Our photographs illustrate some of these partners; the groups that actually make peace happen. Here are some pictures of civil society leaders with whom we have worked including Joseph Ndiaye, founder of the Slave Museum on Goree Island, one of Africa’s most distinguished Action-Research historians. We see a group of Mali’s Save the Children managers in 1989, many of whom went on to become Directors – like Solo Kanté (on the left) who is a leader of World Education. The ‘garden picture’ shows two of the women who have led civil society in the cultural development of West Africa: Carol Hart who is a major patron of painters, and Sabine Koné who is an artiste in the broadest sense: musician, painter, potter, textile designer, teacher and friend of artists of all types and origins.

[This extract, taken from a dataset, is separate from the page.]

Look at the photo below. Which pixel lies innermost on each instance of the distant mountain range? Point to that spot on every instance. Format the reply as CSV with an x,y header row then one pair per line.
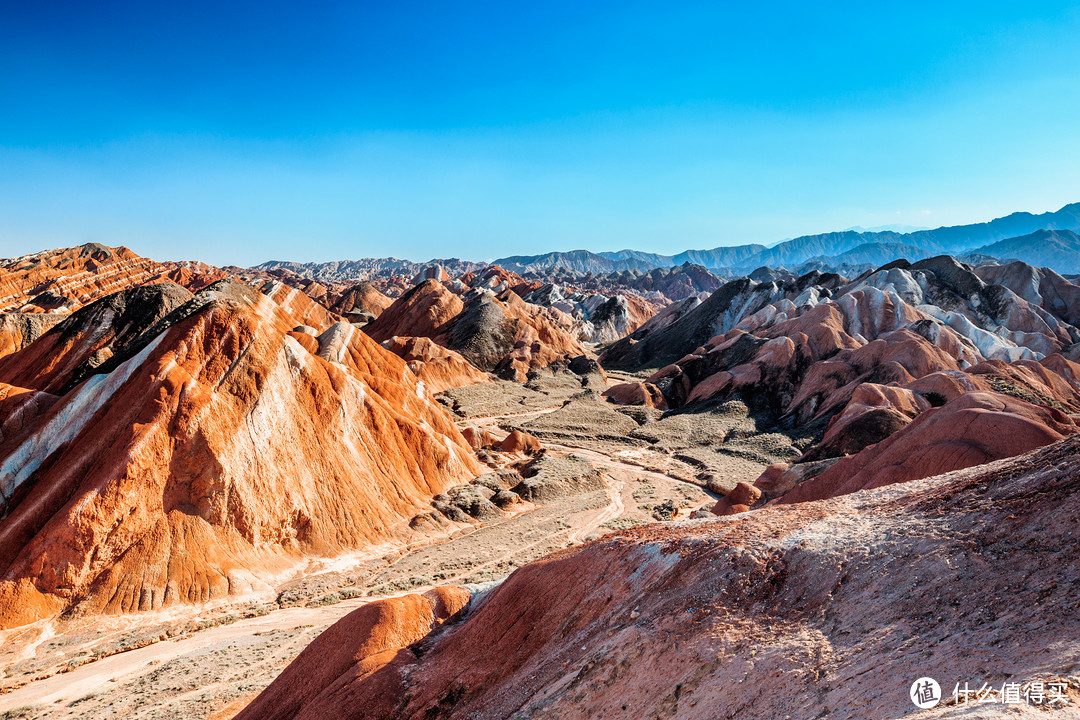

The press is a vital part of civil society and our picture of Dr Poulton with Adam Ouloguem honours the leading African woman journalist in the USA. We have a number of distinguished writers and film makers on our lists, and we are committed to using all types of media for promoting Lessons Learned from the field to ensure that mistakes are not repeated, while good recipes are shared widely.


To these leaders of civil society organizations (CSO) we try to give a voice – as we are reminded by the picture of a book on peace building in Sierra Leone that was written by civil society leaders and edited by Anatole Ayissi of Cameroon and Robin Edward Poulton. Political leaders create the conditions for peace, but it is the people themselves and their community leaders who make peace work.